What Created The 'Ghost Particle" That Traveled 3.8 Billion Light-Years To Reach Earth?

(CNN) -- Last summer, scientists found a "ghost particle" called a neutrino in Antarctica. It traveled 3.8 billion light-years from a distant galaxy to reach Earth.

Because astronomers were able to trace the path of the neutrino back to the galaxy, known as TXS 0506+056, they wanted to know more about the galaxy. The galaxy sits to the left of Orion's shoulder in his constellation. What made it unique and why did a neutrino come from this galaxy?

Researchers published their findings to answer these questions Wednesday in the journal Astronomy and Astrophysics.

"It was a bit of a mystery, however, why only TXS 0506+056 has been identified as neutrino emitter," said Silke Britzen, a co-author of the study at the Max Planck Institute for Radio Astronomy. "We wanted to unravel what makes TXS 0506+056 special, to understand the neutrino creation process and to localize the emission site and studied a series of high-resolution radio images of the jet."

Researchers studied observations of the galaxy taken between 2009 and 2018 to understand the galaxy's activity before and after the neutrino event, known as IceCube 170922A.

Now, the researchers believe the cause of the neutrino was a collision within the galaxy of accelerated material, called a jet, close to a supermassive black hole. They think this led to more neutrino activity during an earlier flare between September 2014 and March 2015.

Neutrinos are referred to as ghostly because they are extremely vaporous particles that can pass through any kind of matter without changing. They have almost no mass. They can travel through the most extreme environments, like stars, planets and entire galaxies, and remain the same. Before July 2018, only two sources had been found: the sun and a supernova.

When the initial studies of the neutrino were released last year, astronomers said the galaxy where the neutrino originated had a supermassive, rapidly spinning black hole at its center, known as a blazar.

Now, the researchers think there are possibly two supermassive black holes in the central region of this galaxy. The black holes act as an engine powering the galaxy, making it one of the most energetic objects in the universe.

The unique signature of a blazar is a giant elliptical galaxy with two jets emitting light and particles, moving close to the speed of light along the axis of the black hole's rotation. They can flare for minutes or months. One of those blazingly bright jets — hence the name blazar — is pointing at Earth.

But there was an unexpected interaction of the jet material, where new material crashed into older jet material. It's possible that the jets were curved, allowing this cosmic collision to happen. Either way, it leads to a neutrino.

"This collision of jetted material is currently the only viable mechanism which can explain the neutrino detection from this source," said Markus Böttcher, a physics professor at South Africa's North-West University who co-authored the study with Britzen. "It also provides us with important insight into the jet material and solves a long-standing question whether jets are leptonic, consisting of electrons and positrons, or hadronic, consisting of electrons and protons, or a combination of both. At least part of the jet material has to be hadronic — otherwise, we would not have detected the neutrino."

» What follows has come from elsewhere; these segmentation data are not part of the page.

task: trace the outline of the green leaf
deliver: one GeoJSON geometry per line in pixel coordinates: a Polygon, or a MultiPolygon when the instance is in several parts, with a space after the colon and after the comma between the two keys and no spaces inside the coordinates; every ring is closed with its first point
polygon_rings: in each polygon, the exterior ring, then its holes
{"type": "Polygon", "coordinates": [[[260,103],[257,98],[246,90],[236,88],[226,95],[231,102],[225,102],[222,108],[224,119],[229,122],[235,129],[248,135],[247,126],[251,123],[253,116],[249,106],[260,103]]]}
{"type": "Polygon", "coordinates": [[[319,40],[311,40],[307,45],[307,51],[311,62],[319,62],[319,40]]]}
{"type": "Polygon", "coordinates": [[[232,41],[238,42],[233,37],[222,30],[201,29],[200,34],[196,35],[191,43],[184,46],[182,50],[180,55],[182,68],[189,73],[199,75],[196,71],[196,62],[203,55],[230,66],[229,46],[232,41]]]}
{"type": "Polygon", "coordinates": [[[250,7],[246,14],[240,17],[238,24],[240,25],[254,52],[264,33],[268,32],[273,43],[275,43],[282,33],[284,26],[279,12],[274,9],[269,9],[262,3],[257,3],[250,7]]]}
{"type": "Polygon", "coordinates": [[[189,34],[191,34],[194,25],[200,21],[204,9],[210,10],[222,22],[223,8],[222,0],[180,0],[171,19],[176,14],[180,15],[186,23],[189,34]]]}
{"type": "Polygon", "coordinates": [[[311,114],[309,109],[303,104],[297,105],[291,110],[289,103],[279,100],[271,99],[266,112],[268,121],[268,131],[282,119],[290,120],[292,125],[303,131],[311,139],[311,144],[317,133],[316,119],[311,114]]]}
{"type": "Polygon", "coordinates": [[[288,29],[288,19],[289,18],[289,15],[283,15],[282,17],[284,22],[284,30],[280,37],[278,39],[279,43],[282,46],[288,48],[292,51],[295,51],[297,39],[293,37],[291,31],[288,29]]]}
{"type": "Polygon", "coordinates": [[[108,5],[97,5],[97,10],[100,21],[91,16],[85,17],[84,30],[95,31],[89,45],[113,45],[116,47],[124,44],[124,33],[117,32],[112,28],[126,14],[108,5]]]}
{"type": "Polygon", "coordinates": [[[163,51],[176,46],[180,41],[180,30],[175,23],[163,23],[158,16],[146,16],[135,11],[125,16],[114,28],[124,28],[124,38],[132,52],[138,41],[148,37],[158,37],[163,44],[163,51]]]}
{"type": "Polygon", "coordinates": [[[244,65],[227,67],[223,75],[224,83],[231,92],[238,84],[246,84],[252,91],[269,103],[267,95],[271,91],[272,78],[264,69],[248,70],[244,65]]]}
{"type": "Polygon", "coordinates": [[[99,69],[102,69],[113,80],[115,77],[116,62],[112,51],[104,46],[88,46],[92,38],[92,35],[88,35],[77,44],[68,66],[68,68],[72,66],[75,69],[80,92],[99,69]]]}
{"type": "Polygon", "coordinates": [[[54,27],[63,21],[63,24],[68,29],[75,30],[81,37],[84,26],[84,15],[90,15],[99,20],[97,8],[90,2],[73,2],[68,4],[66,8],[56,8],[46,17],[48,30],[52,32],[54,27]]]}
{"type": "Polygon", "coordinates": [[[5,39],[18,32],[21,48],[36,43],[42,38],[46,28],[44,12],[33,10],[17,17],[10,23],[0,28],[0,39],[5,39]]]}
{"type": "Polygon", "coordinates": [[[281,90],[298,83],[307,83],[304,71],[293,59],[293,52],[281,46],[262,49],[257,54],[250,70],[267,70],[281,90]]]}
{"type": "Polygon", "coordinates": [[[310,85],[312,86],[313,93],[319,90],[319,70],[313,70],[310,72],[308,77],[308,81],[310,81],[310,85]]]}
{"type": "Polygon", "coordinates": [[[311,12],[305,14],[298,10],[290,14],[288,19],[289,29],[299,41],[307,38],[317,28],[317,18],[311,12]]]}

Scientists have thought for some time that energetic particles could be created by these jets because they could act as "cosmic accelerators," affecting protons and neutrons and turning them into cosmic rays. Because cosmic rays have energies up to a hundred million times those of the particles in the Large Hadron Collider, only something spectacularly violent could create them, scientists speculated.

Then, after interacting with other material in the jet, high-energy photons and neutrinos could be created from those cosmic rays.

Since cosmic rays are charged particles, it's impossible to trace their paths to their origin, because magnetic fields affect and alter their paths. But neutrinos, while highly energetic, have no charge. Not even the most powerful magnetic field can affect them.

But how can there be two black holes? When galaxies that have a black hole at their center collide, sometimes it creates a black hole binary, or pair of black holes, at the center of the merged galaxies.

"It's fantastic to understand the neutrino generation by studying the insides of jets," Britzen said. "And it would be a breakthrough if our analysis had provided another candidate for a binary black hole jet source with two jets."

The 2018 neutrino was found by sensors deep in the Antarctic ice in the IceCube detector.

The IceCube detector became operational at the South Pole in 2010. Largely funded by the National Science Foundation, as well as contributions from around the world, IceCube was built to detect high-energy neutrinos. It is the largest detector of its kind.

To build it, workers drilled 86 holes in the ice, each 1½ miles deep, and spread a network of 5,160 light sensors over a grid of 1 cubic kilometer. It's operated by a team based at the University of Madison-Wisconsin, but the IceCube collaboration itself includes 300 scientists and 49 institutions.